In all the aircraft flew 12 sorties between September 23 and October 26.
The KC-30A was crewed by personnel from 33 Squadron, while a flight test team from the Aircraft Research and Development Unit, supported by flight test instrumentation engineers from the Aerospace Systems Engineering Squadron, was integrated within the USAF Test Centre to work on a dynamic test program, Defence stated.
“These trials are another important step in building KC-30A capability and the results will inform the training practices of current and future RAAF personnel on both aircraft types,” KC-30A Transition and Receiver Clearance Manager Wing Commander Grant Kelly said.

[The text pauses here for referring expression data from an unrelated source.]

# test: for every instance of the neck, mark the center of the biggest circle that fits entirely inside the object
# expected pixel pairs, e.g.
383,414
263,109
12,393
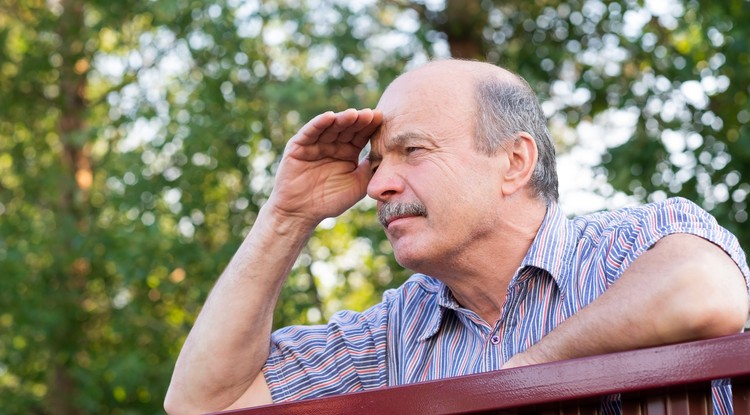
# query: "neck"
479,276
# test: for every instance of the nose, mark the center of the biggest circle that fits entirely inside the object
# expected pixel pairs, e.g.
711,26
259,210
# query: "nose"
385,183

“Air-to-air refuelling will be an important ‘force multiplier’ for the F-35A fleet, considerably boosting their range and endurance, or allowing them to carry bigger payloads.”
Under current plans Australia is acquiring 72 F-35As to replace the RAAF’s F/A-18A/B ‘classic’ Hornet fleet.
Future KC-30 boom refueling trials are planned with the C-17 Globemaster transport and the P-8A Poseidon maritime surveillance aircraft (which has been selected to partially replace the RAAF’s AP-3C Orions).
The KC-30’s ARBS boom had a troubled early life – during flight testing a KC-30 bound for the RAAF lost its boom in an incident while refuelling a Portuguese F-16 in January 2011.
But in March the then Defence Materiel Organisation (DMO) announced that the KC-30 acquisition project – AIR 5402 – had been removed from its Projects of Concern list, after an extensive development and testing program resolved issues with the ARBS.
33SQN operates five KC-30As from RAAF Base Amberley. Two more KC-30As, to be converted from ex Qantas A330-200 airliners, are due to join the RAAF KC-30A fleet in 2018.